Der schlechteste Produzent aller Zeiten seine Filme waren ja wohl alle ******* zum Glück hat er den WOW Film nicht bekommen


----------



## googie (6. Dezember 2008)

*AW: PCGH.de: Visiting Uwe: 50-minütige Doku über den umstrittenen Uwe Boll - jetzt kostenlos online!*



KingBenTheNewest schrieb:


> Uwe Boll produziert nur Müll Filme hat man ja letztlich beim Far Cry Streifen gesehen!!!!
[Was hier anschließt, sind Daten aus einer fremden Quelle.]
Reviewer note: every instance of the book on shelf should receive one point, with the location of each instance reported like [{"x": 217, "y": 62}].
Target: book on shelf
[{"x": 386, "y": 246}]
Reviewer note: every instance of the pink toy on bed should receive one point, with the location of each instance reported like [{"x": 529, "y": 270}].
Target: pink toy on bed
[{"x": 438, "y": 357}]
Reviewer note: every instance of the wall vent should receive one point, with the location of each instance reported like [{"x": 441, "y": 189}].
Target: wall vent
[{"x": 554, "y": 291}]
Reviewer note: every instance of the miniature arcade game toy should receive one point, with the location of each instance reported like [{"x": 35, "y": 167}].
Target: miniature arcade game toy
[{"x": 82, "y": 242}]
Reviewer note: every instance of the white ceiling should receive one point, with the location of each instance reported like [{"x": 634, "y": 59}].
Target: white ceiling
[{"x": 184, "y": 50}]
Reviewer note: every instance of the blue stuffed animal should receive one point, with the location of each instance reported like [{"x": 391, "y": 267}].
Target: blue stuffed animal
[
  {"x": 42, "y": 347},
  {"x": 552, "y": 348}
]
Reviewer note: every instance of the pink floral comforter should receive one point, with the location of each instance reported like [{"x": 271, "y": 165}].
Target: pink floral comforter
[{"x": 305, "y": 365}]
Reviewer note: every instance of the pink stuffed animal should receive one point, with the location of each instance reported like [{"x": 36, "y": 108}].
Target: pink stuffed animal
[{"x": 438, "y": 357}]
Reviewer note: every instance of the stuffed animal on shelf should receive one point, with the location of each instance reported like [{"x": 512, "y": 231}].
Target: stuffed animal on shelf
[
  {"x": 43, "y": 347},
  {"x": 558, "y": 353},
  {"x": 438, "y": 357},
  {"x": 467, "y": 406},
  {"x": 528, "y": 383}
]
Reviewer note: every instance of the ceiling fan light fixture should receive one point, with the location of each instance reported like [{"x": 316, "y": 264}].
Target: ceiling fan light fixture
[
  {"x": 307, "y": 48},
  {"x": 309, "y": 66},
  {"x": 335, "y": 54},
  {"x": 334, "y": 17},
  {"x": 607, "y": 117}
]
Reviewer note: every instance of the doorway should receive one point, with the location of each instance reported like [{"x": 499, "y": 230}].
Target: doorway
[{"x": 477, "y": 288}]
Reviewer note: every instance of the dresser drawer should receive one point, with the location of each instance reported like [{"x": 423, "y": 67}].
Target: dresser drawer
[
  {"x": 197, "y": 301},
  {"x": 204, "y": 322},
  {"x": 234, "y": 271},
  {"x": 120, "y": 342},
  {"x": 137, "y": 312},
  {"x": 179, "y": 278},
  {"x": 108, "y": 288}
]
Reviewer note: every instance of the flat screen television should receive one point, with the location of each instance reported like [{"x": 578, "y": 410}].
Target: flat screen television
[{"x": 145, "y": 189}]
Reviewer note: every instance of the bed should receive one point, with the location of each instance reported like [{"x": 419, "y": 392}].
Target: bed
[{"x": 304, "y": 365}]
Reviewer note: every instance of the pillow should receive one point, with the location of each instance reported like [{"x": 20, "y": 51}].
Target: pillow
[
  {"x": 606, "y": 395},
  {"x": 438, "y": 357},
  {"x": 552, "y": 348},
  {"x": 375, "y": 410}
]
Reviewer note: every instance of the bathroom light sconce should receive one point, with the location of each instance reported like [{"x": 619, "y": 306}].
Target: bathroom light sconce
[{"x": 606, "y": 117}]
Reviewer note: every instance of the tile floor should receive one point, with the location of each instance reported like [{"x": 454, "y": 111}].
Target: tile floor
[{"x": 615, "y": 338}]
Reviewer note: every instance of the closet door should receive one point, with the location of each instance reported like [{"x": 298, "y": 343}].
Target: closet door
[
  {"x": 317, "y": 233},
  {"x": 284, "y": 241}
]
frage mich, wie du den gesehen haben willst. is der doch erst frei ab 16


----------



## Gast20150401 (6. Dezember 2008)

*AW: PCGH.de: Visiting Uwe: 50-minütige Doku über den umstrittenen Uwe Boll - jetzt kostenlos online!*

Uwe Boll begeistert mich nicht gerade.Seine Qualitäten als Produzent........ Nö nix für mich.


----------



## Kötermän (6. Dezember 2008)

*AW: PCGH.de: Visiting Uwe: 50-minütige Doku über den umstrittenen Uwe Boll - jetzt kostenlos online!*

Die Doku zeigt auch nur was wir schon lange wissen: Der Typ hat zu viel Selbstbewusstsein und denkt, alles was er gut findet, müssen alle anderen auch gut finden bzw. dass ******* als Gold zu verkaufen was ganz normales und respektables sei.

Wäre mir eigentlich ziemlich egal, wenn er dabei nicht laufend gute IPs in absoluten Abfall verwandeln würde und dabei noch arrogant grinsend Kritik ignorieren würde.

Stop Uwe Boll!


----------



## smith0815 (6. Dezember 2008)

*AW: PCGH.de: Visiting Uwe: 50-minütige Doku über den umstrittenen Uwe Boll - jetzt kostenlos online!*

                                                                                                                                         Uwe Boll Pronounciation Guide

 Evil has a name, pronounce it right!


----------



## DarkScorpion (6. Dezember 2008)

*AW: PCGH.de: Visiting Uwe: 50-minütige Doku über den umstrittenen Uwe Boll - jetzt kostenlos online!*

Also ich bin der Meinung das Uwe Boll immer noch besser ist als alle Pro7/Sat 1 Filmregisseure zusammen.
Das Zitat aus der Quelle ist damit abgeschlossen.